Avito a de nombreux services et beaucoup de connexions entre eux. Cela pose des problèmes:

  • Beaucoup de référentiels. Il est difficile de changer le code partout à la fois
  • Les équipes sont limitées par leur contexte. Chevauchement maximum légèrement et pas tous
  • Une fragmentation des données est ajoutée.

Un grand nombre d'éléments d'infrastructure:

  • Journalisation
  • Demande de trace (Jaeger)
  • Agrégation d'erreurs (sentinelle)
  • Statuts / Messages / Événements de Kubernetes
  • Limite de course / disjoncteur (Hystrix)
  • Connectivité de service (Istio)
  • Surveillance (Grafana)
  • Assemblée (Teamcity)
  • La communication
  • Suivi des tâches
  • La documentation
  • ...

Il existe un certain nombre de couches; le rapport n'en décrit qu'une seule (PaaS).

La plateforme comprend 3 parties principales:

  • Générateurs contrôlés par cli
  • Agrégateur (collecteur), contrôlé par un tableau de bord
  • Stockage avec déclencheurs pour certaines actions.

Pipeline de développement de microservices standard


CLI-push -> CI -> Bake -> Deploy -> Test -> Canary -> Production

CLI-push


Pendant longtemps, j'ai appris à faire les bons développeurs.
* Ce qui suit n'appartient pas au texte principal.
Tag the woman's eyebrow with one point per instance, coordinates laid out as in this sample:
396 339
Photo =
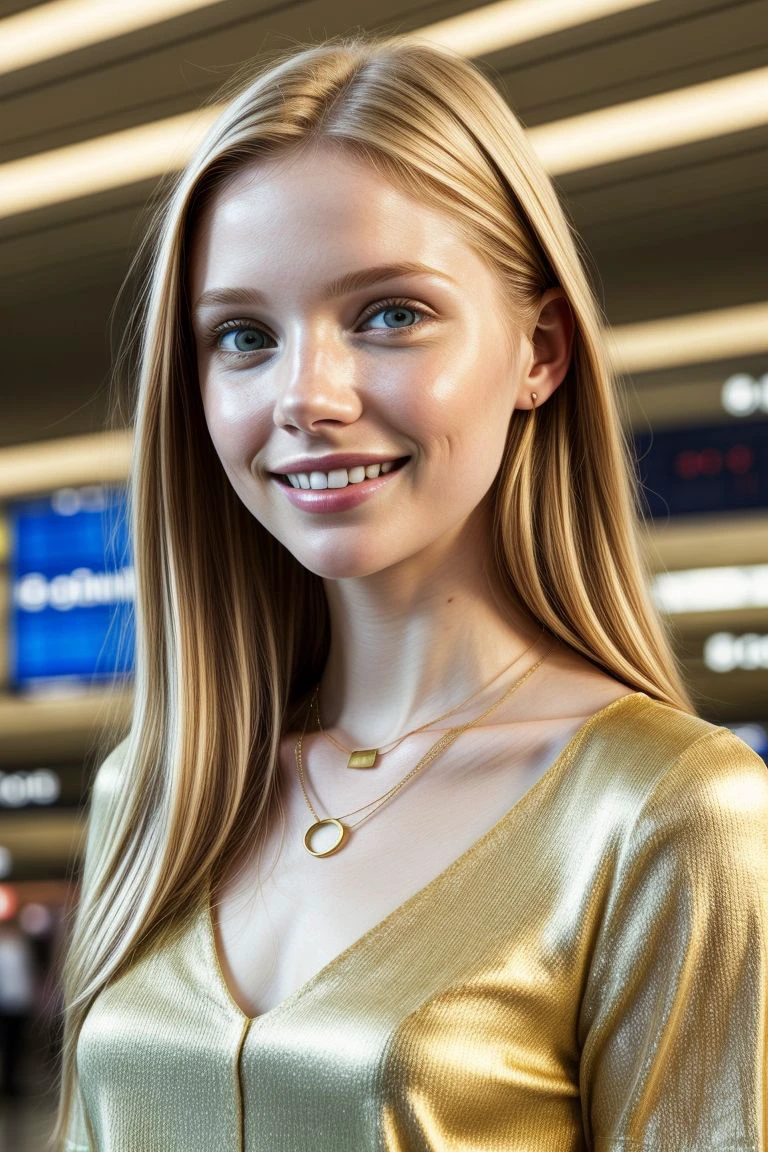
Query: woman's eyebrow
350 281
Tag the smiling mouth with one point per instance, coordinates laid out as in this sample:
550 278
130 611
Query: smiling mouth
282 478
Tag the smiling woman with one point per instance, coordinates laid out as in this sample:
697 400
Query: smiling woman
382 506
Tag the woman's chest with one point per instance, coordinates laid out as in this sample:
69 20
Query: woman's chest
287 918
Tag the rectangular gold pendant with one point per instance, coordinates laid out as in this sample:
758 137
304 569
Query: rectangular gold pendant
363 758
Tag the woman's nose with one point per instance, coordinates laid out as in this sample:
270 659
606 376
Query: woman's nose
319 383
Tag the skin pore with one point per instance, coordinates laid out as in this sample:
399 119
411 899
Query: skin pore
416 624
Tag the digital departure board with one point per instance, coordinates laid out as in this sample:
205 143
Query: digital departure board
71 589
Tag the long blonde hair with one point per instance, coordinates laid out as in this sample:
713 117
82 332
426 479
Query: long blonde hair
230 630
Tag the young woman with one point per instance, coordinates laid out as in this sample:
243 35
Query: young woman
417 840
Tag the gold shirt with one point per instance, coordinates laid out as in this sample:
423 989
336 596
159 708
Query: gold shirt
592 974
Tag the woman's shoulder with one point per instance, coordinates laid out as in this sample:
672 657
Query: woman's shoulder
690 777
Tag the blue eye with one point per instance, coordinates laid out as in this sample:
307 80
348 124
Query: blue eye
244 336
244 339
400 311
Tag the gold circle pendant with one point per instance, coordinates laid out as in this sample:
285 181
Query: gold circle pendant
319 824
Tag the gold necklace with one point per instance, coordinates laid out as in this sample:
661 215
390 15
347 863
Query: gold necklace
366 757
443 742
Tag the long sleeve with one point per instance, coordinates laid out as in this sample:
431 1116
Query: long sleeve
675 1015
101 796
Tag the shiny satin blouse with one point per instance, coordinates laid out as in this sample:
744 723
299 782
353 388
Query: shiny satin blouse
592 974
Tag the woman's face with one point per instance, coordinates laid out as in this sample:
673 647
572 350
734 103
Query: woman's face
408 364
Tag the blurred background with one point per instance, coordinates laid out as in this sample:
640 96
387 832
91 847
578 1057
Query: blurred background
652 119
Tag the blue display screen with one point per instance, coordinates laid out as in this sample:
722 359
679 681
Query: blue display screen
71 575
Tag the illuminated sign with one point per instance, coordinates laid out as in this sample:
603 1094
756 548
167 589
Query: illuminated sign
722 468
71 589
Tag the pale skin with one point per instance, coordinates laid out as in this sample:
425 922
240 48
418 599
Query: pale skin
416 624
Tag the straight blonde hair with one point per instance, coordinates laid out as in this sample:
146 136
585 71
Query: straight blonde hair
232 633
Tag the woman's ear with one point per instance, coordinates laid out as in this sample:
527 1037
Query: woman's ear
552 346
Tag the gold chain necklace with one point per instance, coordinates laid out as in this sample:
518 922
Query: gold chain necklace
443 742
366 757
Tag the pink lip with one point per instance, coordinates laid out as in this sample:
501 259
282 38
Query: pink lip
336 499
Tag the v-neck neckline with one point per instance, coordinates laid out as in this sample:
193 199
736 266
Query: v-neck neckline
560 762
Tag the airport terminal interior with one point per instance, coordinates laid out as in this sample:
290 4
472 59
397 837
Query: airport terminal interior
652 119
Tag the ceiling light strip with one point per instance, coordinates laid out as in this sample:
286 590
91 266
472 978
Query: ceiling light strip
694 339
152 150
717 107
50 30
500 25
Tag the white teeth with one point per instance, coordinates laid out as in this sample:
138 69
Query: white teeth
339 477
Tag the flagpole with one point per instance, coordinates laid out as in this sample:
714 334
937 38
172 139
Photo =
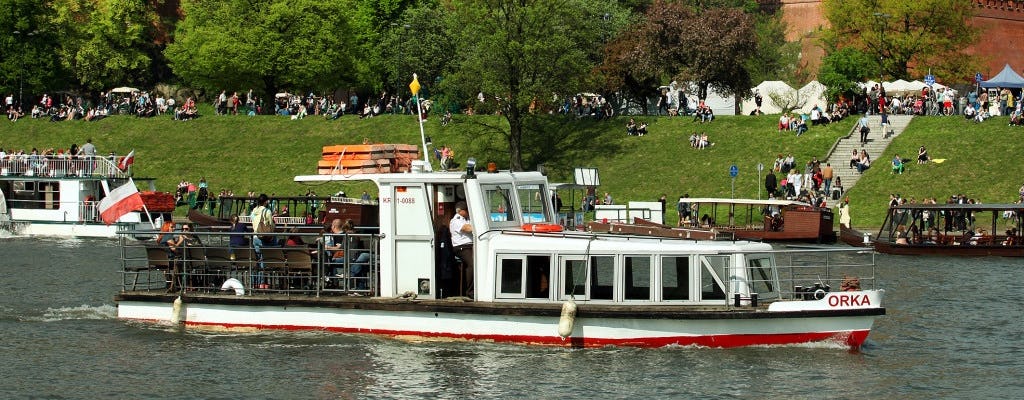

Cela reste tout de même un point faible.

Automatisé via l'utilitaire cli qui aide à créer une base pour le microservice:

  1. Crée un service de modèle (les modèles pour un certain nombre de PL sont pris en charge).
  2. Déploie automatiquement l'infrastructure pour le développement local
  3. Connecte une base de données (ne nécessite pas de configuration, le développeur ne pense pas à l'accès à une base de données).
  4. Construction en direct
  5. Génération de disques d'autotest.

La configuration est décrite dans le fichier toml.

Exemple de fichier:

image

Validation


Contrôles de validation de base:

  • Disponibilité de Dockerfile
  • app.toml
  • Disponibilité de la documentation
  • Dépendances
  • Règles d'alerte pour la surveillance (définies par le propriétaire du service)

La documentation


Tout le monde devrait avoir de la documentation, mais presque personne ne l'a

La documentation doit comprendre:

  • Description du service (court)
  • Lien vers le diagramme d'architecture
  • Runbook
  • FAQ
  • Description de l'API Endpoint
  • Étiquettes (liaison au produit, fonctionnalité, division structurelle)
  • Le (s) propriétaire (s) du service (il peut y en avoir plusieurs, dans la plupart des cas, il peut être déterminé automatiquement).

La documentation doit être revue.

Préparation du pipeline


  • Référentiels de cuisine
  • Créer un pipeline dans TeamCity
  • Nous fixons les droits
  • Nous recherchons le propriétaire (deux, un peu fiable)
  • Enregistrer le service dans Atlas (produit interne)
  • Vérifiez la migration.

Cuire


  • Création de l'application dans l'image docker.
  • Génération de diagrammes de barre pour le service lui-même et les ressources associées (DB, cache)
  • Des tickets sont créés pour que les administrateurs ouvrent les ports, les restrictions de mémoire et de CPU sont prises en compte.
  • Exécutez des tests unitaires. La couverture du code est maintenue. Si en dessous d'un certain niveau, le déploiement se termine. Si la couverture ne progresse pas, les notifications sont envoyées.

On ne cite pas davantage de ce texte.